COMING SOON - 20 years success story at Majete Wildlife Reserve
A 20 years story since African Parks take over – from dire straits to a source of value, through job creation and anchoring thousands of community members
Wildlife monitoring using a Very High Frequency telemetry to track Lions before a call is one method used to ensure species movement are being fully tracked (Photo - Mathews Malata )
CHIKWAWA, Malawi (Planet Defence) - In 1995, I visited Majete Wildlife Reserve as a trainee wildlife staffer. My colleagues and I travelled the only single road up to the defunct Mendulo Camp near the Mkulumadzi River, a tributary that empties its water into the Shire river.
There were no wildlife species sightings, the AK47 rifles pilfered from the 16 year civil war then in Mozambique into Malawi and used by poachers had decimated an entire elephant population completely. The elephant used to be the largest land mammal in the reserve and great visitor attraction to see. It was down to zero.
Only skulls of animals remained as evidence that wildlife once existed in the reserve, a really sorry sight for most conservationists.
Majete remained but only as it’s own shadow, it was lifeless, a complete diversion of what is expected of a vibrant ecosystem to be termed a protected area. It was only its vegetation dominated by Brachystegia woodlands that was standing. But even the wood then, it was being heavily logged for planks and was under threat of nearing being cleared.

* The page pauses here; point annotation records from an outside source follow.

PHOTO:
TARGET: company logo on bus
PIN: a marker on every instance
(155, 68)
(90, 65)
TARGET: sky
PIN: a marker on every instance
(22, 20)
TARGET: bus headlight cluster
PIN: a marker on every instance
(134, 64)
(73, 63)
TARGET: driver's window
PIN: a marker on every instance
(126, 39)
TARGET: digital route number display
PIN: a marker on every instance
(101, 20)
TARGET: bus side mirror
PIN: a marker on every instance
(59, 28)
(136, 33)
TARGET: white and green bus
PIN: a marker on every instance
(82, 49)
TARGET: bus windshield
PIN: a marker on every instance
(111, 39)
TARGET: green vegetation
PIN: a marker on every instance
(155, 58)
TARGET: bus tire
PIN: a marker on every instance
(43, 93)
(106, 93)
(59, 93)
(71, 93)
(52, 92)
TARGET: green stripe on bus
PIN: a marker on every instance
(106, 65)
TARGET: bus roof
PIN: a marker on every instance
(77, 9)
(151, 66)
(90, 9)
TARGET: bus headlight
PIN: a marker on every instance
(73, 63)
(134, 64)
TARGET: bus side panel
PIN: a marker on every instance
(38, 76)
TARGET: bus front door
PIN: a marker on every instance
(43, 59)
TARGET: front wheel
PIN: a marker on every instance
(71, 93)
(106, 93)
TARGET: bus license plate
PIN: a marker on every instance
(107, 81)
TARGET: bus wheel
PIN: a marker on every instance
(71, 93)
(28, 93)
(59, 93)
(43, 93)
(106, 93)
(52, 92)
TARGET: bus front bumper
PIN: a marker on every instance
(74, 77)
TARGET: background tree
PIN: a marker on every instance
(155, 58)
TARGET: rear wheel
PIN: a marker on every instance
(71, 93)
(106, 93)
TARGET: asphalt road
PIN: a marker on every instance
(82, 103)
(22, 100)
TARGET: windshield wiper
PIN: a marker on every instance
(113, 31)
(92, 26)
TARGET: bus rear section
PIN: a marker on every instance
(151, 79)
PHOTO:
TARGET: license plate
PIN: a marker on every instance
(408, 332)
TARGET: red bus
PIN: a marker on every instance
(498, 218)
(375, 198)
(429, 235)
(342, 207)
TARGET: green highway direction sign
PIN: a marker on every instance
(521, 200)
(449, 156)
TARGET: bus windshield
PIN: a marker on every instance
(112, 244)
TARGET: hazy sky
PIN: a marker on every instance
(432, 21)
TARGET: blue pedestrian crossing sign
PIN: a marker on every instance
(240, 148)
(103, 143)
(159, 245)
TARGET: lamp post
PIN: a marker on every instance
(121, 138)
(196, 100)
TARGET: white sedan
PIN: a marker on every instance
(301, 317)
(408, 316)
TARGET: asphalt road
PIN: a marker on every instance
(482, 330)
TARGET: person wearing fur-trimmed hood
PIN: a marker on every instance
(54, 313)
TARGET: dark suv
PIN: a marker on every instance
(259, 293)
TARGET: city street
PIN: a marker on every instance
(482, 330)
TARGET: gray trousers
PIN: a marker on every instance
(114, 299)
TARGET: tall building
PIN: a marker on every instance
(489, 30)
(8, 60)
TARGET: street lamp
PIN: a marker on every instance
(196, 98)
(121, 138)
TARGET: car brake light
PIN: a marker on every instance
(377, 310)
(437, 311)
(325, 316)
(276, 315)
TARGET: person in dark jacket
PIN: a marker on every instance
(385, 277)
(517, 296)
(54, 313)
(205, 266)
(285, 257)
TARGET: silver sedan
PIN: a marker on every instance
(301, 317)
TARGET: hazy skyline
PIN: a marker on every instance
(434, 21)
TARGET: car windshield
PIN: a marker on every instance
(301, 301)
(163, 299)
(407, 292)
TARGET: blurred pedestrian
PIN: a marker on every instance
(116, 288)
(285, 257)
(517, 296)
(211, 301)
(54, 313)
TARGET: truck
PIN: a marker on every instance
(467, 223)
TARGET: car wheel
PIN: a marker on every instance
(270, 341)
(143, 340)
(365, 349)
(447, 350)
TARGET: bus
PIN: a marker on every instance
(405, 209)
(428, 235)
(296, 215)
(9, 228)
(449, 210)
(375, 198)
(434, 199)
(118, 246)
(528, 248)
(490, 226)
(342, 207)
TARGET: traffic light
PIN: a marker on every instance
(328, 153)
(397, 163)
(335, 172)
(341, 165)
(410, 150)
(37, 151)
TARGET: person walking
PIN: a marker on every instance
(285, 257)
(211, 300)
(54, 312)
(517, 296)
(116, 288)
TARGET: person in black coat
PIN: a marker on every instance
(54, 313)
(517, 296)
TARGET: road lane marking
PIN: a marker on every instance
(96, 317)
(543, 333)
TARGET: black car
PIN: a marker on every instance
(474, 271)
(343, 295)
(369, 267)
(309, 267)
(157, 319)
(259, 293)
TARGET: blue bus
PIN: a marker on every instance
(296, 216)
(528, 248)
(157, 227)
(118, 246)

The infrastructure and enforcement capacity was in dire straits. To sum it all, it was all doom and gloom.
However, Majete has come a long way in the last 20 years since African Parks take over – from a sink to a source of value, providing hundreds of jobs and supporting thousands of community members with education, health and socio-economic opportunities.
Today, Majete is a living example of how sound management and community buy-in can transform a landscape into a mutually beneficial asset for both people and wildlife.